CDC updates on line: http;//www.cdc.gov/ncidod/diseases/bacter/strep-b.htm

Alternative Therapies for the Reducing the Threat of GBS Infection

GBS seems to originate in the intestines. Alternative health practitioners recommend that healthy bacteria be richly supplied to crowd out the hazardous bacteria. Acidophilus and other live cultures can be supplied to the body in yogurt or other cultured milk products. Capsules of mixed live cultures can be taken several times a day. These are referred to as “probiotics.” Garlic in all forms seems to kill strep bacteria and is delicious. It can also be taken in lager doses as a supplement. Grapefruit extract (such as “Nutribiotic”) can be used orally as well.

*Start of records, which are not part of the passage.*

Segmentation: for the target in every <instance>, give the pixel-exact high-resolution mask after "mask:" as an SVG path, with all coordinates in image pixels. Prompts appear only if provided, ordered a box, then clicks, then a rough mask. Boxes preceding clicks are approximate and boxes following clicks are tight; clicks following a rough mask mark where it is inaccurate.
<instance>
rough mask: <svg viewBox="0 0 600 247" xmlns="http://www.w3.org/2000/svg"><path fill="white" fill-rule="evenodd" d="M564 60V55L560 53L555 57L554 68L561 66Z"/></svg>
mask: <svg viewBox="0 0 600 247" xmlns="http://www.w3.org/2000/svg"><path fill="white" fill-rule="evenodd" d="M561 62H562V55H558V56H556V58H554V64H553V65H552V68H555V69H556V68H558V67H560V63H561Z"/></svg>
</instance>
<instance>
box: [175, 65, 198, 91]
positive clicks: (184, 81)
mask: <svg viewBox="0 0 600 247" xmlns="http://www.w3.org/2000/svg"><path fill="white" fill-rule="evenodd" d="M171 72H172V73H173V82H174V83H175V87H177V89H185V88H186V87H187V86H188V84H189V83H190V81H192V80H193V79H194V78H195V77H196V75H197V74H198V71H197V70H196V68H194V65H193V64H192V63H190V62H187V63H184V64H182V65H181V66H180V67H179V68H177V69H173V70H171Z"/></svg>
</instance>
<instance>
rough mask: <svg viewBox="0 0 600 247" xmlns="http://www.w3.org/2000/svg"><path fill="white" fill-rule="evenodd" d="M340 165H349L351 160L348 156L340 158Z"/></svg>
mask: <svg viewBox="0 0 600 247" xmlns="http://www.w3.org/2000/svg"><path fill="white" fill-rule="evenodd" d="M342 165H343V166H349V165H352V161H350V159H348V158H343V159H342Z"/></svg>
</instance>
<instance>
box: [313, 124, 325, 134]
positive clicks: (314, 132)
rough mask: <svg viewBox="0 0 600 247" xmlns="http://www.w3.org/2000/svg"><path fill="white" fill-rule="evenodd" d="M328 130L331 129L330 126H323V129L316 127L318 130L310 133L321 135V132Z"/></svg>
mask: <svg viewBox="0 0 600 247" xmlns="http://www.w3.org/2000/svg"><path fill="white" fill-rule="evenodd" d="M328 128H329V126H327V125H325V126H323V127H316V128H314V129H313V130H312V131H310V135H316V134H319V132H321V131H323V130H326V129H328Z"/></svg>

Vaginally, colonies of strep can be reduced by inserting a clove of garlic, rinsing with white vinegar and water, rinsing with betadine or hibiclense and water or using an herbal rinse with Echinacea. There is a vaginal suppository product made with herbs which is specifically targets GBS.

Rinsing the peri-anal area after bowel movements will reduce the amount of bacteria that can move up into the vagina. Antiseptics such as vinegar, betadine, hibiclense or herbs can be mixed with water and kept in a squirt bottle in your bathroom near your toilet. The antiseptics can also be poured over wipes and used after bowel movements.